JAMES DEAN – MUTANT KRAL

‘Sonsuza kadar yaşayacakmışsın gibi hayal kur. Bugün ölecekmişsin gibi yaşa’ cümlesi not düşülmüş Artemis Yayınları’ndan çıkan kitabın kapağına.Günümüz gençlerinin çoğunun ilk bakışta tanımayacağı, yakışıklılık sınırlarını zorlayan genç bir adamın fotoğrafını görüyorsunuz ve altında kocaman puntolarla bu efsanenin ismi yazıyor, James Dean! David Dalton’un kaleme aldığı ve James Dean-Mutant Kral ismini verdiği bu kitap oldukça etkileyici…

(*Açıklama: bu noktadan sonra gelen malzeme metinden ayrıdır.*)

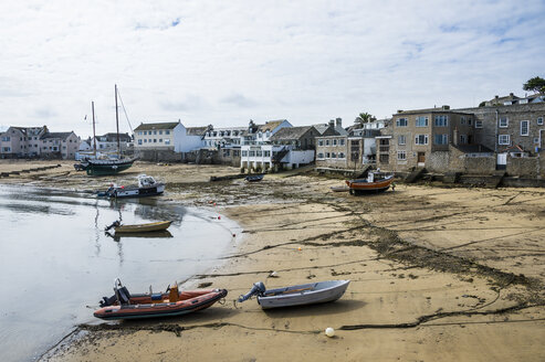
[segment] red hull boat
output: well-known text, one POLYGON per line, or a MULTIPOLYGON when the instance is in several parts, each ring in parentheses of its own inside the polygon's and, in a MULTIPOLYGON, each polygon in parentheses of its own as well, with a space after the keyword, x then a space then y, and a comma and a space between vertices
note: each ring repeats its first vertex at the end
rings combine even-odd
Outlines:
POLYGON ((367 179, 346 180, 352 194, 386 191, 391 182, 394 182, 394 174, 377 178, 376 174, 370 173, 367 179))
POLYGON ((130 295, 119 279, 114 284, 115 295, 101 301, 101 309, 93 315, 96 318, 137 319, 154 317, 174 317, 206 309, 227 296, 226 289, 202 289, 178 291, 178 285, 167 292, 130 295))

Genç yaşta hayata veda eden (1931-1955), yaşamı boyunca çok az sayıda sinema filminde rol almış olmasına karşın şöhreti nesillerdir süren; yakışıklılığı, hayata bakış açısı, tarzı ve kendine has karakteriyle dünya çapında ün salan bir ‘deha’ James Dean…30 Eylül 1955 tarihinde Porsche otomobiliyle kaza yapıp hayatını kaybeden Dean, 1956’da gösterime giren Giant adlı filmiyle ölümünden sonra Oscar’a aday gösterilen ilk sanatçıdır. Hakkında sayısız şarkılar bestelenmiş, kitaplar yazılmıştır.Bunlardan biri de Ocak 2012’de yayınlanan David Dalton’un hazırladığı Mutant Kral… Bu kitap elime geçmeden evvel James Dean hakkında pek az bilgiye sahiptim. Çok sevgili arkadaşım Onur Kılıç (tattoo sanatçısı / araştırmacı), kendisi okuduktan sonra mutlaka okumamı tavsiye ederek, içerisine muhteşem karizmatik el yazısıyla ‘Sevgilerimle, Bay Göksel’e’ notunu düşüp bana gönderdi. Okudum. Bugüne dek sürekli çocuk kitapları yazmış, kısa deneme çalışmalarında bulunmuş bir yazar olan David Dalton’un yazım performansını (çok da olmasa) beğendim. Tabii ki çevirisini yapan Berna Gülpınar’ın da emeğini es geçmemek gerek; okurken oldukça güzel bir çeviriye imza attığını anlayabiliyorsunuz. Kitabın içeriğinden çok fazla söz etmek doğru olmaz diye düşünüyorum ve ünlü insanların hayat hikayeleri hakkında yapılan çalışmalara ilgi duyanlara tavsiye ediyorum Mutant Kral’ı. Öte yandan, kitabın James Dean’i ele alıyor olması ister istemez çalışmaya değer katıyor…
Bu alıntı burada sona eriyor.